SMI Motivator

 

Date Location Driver Driver Country Vehicle Power Speed over
1 Km
Speed over
1 Mile
Comments
6/12/1976 Alvord Desert Kitty O'Neal USA SMI Motivator Romatec V4 Hydrogen Peroxide rocket   512.710 mph  
1979 Muroc Stan Barrett USA SMI Motivator Romatec V4 Hydrogen Peroxide rocket   739.666 mph Never recognised

They called it the SMI Motivator. Hot Rod magazine called it potentially the worlds fastest tricycle. Sponsored by the somewhat unusual Success Motivation Institute, the vehicle was campaigned by Bill Fredric and Billy and Paul Meyer. Billy, of course, was the fresh-faced kid who turned the drag racing world on it's head in 1972 when, at the age of 6, he won the Manufactures Funny Car Championship at OCIR.

Powered by a Romatec V4 Hydrogen Peroxide rocket system capable of producing 48,000 horsepower, the aim was 743 miles per hour.

It all started back in the mid-’70s when designer/builder Bill Fredrick and owner Hal Needham began working on a two-stage, rocket-powered, tricycle-style streamliner (much like Breedlove’s first and ill-fated Spirit of America) to exceed the then-standing mark of 630 mph set in 1970 by Gary Gabelich driving the Institute of Gas Technology’s “Blue Flame.” Fredrick’s assault vehicle was a 39-foot-long trike powered by a Romatec V4 hybrid that combined liquid and solid propellants to produce 24,000 pounds of thrust (48,000 horsepower), augmented by a jet-assisted take-off unit (JATO) in the form of a 12,900hp Sidewinder missile.

During 1976 both Needham and Kitty O’Neil tested the Budweiser/SMI Motivator –sponsored vehicle in excess of 600 mph on a huge dry lake located in Oregon. Three years later fellow Hollywood stuntman Stan Barrett lit the fuse at Rogers dry lake (aka Muroc/ Edwards Air Force Base) and literally rocketed off the starting line. Some 12 seconds into the run, Barrett punched-in the Sidewinder at 612 mph, which pushed him to a terminal speed of 739.666 mph (or Mach 1.0106), duly recorded by Edwards’ state-of-the-art tracking radar and the team’s own on-board computer-telemetry equipment.
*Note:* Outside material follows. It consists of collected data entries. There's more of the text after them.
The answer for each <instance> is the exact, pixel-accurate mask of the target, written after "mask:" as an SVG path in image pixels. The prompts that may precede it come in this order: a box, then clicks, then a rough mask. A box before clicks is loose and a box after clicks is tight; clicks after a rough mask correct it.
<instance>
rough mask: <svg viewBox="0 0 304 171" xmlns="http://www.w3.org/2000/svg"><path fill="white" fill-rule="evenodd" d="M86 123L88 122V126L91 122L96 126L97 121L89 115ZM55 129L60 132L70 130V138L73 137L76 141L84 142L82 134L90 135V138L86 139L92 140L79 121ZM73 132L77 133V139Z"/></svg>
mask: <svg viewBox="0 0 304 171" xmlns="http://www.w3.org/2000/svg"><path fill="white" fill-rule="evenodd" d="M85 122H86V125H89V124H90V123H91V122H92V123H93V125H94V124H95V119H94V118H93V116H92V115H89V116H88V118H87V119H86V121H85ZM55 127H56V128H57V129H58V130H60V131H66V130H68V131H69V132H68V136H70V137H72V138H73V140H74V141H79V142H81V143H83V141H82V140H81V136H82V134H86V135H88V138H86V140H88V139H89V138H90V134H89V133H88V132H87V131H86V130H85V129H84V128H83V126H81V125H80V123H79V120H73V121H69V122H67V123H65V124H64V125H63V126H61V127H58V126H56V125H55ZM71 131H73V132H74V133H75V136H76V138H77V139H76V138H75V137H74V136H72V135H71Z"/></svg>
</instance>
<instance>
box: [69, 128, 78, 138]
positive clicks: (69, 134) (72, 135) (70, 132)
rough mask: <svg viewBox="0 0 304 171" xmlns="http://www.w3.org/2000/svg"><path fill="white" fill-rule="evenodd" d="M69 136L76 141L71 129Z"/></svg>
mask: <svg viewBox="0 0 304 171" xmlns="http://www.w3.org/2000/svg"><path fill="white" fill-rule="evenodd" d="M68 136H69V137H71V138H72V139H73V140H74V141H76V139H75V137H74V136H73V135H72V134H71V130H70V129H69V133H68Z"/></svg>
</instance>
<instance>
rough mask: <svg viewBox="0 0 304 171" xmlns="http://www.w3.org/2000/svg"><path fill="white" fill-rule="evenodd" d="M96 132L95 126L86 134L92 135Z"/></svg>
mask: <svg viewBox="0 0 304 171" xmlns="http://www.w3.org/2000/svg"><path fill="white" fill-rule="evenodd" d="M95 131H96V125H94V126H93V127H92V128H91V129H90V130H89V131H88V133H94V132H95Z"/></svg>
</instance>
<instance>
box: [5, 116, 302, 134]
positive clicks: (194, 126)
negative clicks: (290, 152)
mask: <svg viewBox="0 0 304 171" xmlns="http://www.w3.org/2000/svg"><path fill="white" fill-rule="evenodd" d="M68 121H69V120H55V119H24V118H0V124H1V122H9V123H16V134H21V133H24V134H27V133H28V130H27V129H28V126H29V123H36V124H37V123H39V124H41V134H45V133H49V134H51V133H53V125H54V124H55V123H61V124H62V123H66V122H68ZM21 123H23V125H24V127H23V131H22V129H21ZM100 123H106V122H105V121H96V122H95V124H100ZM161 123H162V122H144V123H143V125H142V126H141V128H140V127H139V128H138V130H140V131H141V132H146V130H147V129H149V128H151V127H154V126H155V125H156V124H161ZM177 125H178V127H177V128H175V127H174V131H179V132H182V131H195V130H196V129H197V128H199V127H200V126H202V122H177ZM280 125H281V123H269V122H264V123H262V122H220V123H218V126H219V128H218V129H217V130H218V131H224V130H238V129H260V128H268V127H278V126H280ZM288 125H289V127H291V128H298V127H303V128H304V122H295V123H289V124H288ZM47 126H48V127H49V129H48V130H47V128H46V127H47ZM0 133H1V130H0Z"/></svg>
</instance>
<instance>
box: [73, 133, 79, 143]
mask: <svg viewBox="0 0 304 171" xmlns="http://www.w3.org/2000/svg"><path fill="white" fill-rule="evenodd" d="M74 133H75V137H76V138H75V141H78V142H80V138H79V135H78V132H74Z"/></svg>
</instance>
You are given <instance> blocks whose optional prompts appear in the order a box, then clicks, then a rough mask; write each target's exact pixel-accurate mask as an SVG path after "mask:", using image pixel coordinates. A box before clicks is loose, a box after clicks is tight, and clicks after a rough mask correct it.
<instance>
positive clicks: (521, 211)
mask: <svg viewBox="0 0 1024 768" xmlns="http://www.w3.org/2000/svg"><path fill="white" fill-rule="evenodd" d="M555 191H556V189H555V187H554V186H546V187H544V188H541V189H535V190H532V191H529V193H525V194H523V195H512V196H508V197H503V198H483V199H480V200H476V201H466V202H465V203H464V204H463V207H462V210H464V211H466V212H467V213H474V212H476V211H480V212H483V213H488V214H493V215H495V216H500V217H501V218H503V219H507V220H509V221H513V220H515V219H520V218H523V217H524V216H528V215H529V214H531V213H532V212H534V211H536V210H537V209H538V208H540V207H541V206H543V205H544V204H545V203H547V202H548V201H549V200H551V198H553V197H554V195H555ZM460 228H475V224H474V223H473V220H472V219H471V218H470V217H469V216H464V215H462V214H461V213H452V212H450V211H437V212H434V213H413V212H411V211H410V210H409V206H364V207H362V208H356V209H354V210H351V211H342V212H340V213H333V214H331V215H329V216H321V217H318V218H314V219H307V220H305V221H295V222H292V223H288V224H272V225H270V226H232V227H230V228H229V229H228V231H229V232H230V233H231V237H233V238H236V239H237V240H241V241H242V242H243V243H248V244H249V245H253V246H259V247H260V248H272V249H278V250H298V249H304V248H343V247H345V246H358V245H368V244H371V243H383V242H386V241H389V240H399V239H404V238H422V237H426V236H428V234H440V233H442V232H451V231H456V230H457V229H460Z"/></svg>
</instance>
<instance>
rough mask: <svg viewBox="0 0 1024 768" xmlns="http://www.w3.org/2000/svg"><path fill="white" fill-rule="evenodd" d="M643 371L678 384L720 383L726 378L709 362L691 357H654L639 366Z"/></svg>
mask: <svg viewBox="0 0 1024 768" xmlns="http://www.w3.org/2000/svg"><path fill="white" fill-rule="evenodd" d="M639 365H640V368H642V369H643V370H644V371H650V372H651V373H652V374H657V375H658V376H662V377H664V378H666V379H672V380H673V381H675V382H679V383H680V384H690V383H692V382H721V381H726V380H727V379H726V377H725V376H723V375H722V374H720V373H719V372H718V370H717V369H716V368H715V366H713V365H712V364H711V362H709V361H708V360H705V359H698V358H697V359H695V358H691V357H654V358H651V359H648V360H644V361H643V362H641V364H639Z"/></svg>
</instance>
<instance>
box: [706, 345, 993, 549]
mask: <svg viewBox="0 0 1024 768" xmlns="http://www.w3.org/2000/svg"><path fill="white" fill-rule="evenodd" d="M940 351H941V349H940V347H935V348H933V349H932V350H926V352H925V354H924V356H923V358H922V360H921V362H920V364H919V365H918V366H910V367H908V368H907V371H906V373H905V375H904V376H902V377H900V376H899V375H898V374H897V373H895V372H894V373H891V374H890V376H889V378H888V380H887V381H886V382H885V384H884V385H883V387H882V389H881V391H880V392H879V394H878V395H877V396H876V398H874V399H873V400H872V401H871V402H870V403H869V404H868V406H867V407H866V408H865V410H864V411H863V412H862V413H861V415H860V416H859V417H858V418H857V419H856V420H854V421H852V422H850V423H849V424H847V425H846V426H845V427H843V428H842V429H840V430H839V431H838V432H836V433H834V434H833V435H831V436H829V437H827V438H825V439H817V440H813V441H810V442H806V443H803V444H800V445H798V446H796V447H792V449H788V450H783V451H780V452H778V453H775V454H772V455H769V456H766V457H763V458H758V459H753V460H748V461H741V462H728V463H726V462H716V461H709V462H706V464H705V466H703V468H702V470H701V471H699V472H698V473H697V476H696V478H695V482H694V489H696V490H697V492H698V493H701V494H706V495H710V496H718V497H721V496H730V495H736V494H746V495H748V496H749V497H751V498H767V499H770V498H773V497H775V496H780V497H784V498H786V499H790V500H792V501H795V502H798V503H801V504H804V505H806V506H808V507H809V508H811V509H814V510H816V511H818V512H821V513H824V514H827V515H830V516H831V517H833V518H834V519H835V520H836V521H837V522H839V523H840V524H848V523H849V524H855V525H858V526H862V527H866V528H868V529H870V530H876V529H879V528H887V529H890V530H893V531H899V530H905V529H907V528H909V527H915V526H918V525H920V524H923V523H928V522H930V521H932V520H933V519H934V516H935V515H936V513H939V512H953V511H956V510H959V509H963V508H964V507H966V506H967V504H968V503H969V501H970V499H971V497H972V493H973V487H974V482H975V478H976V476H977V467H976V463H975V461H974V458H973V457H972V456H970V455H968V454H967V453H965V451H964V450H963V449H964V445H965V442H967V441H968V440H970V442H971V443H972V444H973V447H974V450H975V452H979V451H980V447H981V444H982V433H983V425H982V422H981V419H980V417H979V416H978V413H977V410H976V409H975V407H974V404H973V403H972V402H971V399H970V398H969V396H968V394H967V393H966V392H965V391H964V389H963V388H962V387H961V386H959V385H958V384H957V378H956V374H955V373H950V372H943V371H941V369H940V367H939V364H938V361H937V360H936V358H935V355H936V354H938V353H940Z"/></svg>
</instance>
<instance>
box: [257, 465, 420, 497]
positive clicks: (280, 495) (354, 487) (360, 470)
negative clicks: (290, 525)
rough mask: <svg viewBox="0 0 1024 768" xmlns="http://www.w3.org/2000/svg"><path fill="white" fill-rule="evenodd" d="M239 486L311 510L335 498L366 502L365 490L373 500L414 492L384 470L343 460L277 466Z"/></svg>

However, the rub is this: FIA rules state that any land speed attempt must be made under its or an appointed agent’s jurisdiction. Furthermore, the attempt must be “two-wayed” within an hour over the same piece of real estate. None of these conditions were met. So the purists, including Craig Breedlove, feel the Fredrick/Needham/Barrett mark is, at best, unofficial. Needham doesn’t let these “details” bother him. “We were interested in breaking the sound barrier, not setting an FIA record,” Needham says. “We did it, and we can prove we did it no matter what Breedlove or those other guys say. [The Motivator] is in the Smithsonian now, and [that museum] doesn’t display bogus cars.”